Advocates of the measure timed the release of an economic report detailing the benefits of outdoor recreation in the state with a letter sent by Sen. Jon Tester to members of the Senate Energy and Natural Resources Committee.
Together, the parallel effort billed passage of the BCSA as a “natural next step” in protecting the state’s public lands, driving business and opening new opportunities for timber production, snowmobiling and mountain biking in one of the nation’s most unique and pristine landscapes.
“It’s been a decade now since we’ve been trying to get this in front of Congress,” said Todd Frank, owner of the Trailhead in Missoula. “That time is a little heartbreaking to me. I hope we can get past the lack of vision for what seems to me to be a broadly supported concept.”
A collaboration between environmental groups, the timber industry and businesses rooted in the outdoor recreation economy crafted the measure nearly 13 years ago. It was first introduced by Tester in 2009.
While the act is promoted as a bottom-up approach to managing public lands and is supported by 75% of Montanans, according a report released by the Bureau of Business and Economic Research at the University of Montana, it has yet to win a hearing in committee.
“The BCSA is the culmination of a years-long collaborative effort involving people up and down the Blackfoot and Clearwater valleys who represent a wide spectrum of interests,” said Marne Hayes, director of Business for Montana’s Outdoors. “This is the result of very hard work.”
As proposed, the Blackfoot-Clearwater Stewardship Act would add roughly 80,000 acres to the Bob Marshall, Scapegoat and Mission Mountains wilderness areas, and it would permanently protect four tributaries of the Blackfoot River. It would also open 2,000 acres to snowmobiling and preserve nearly 36 miles of backcountry mountain biking trails.
But after more than a decade, the only element of the measure that’s been fulfilled is the timber component.
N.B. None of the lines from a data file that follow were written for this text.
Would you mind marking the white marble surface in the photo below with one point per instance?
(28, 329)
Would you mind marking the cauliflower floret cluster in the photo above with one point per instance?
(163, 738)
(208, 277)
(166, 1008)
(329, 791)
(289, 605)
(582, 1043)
Last year, that left members of the timber industry who helped write the measure scratching their heads.
“The original vision of that diverse array of interests was the proverbial three-legged stool,” Loren Rose, COO of Pyramid Mountain Lumber in Seeley Lake, said last June. “We wanted increased forest management and restoration, and we got that. We wanted increased recreation opportunities and more acres in the Bob Marshall Wilderness, and we don’t have that.”
Tester announced his plans to reintroduce the measure that day in June, hoping to give the BCSA the spark it needed to cross the finish line. While it remains stalled in committee, Congress has passed the Great American Outdoor Act, a move that was widely celebrated by various interests.
Hoping to capitalize off that momentum, Tester submitted a letter this week to Sen. Lisa Murkowski, chairwoman of the Energy and Natural Resources Committee, and its ranking member Sen. Joe Manchin, calling for a hearing on the BCSA “as soon as possible.”
“The Blackfoot Clearwater Stewardship Act represents the culmination of more than a decade of collaboration between the timber industry, conservation groups, sportsmen, guides and outfitters, mountain bikers, and snowmobilers,” Tester wrote. “The Blackfoot Clearwater Stewardship Act is a natural next step after Congress has heavily invested in its public lands through the Great American Outdoors Act.”
Interest in the BCSA has the wide support of Montana businesses, many who recruit top talent by promoting the state’s outdoor opportunities. Those businesses based in the outdoor recreation economy have also lined up to support the measure.
On Wednesday, they released an economic report promoting the industry’s $7 billion value in the state. According to the data, the Blackfoot River generated more than 9,000 guided outfitter days in 2018.
Anglers spent nearly $1 billion in Montana in 2017, while hunters spent almost $400 million, according to the data.
“As a fishing outfitter, a healthy Blackfoot is vital to my business,” said Tony Reinhardt, owner of Montana Trout Outfitters in Missoula. “The BCSA will be a huge piece to help secure the health of the river for generations.”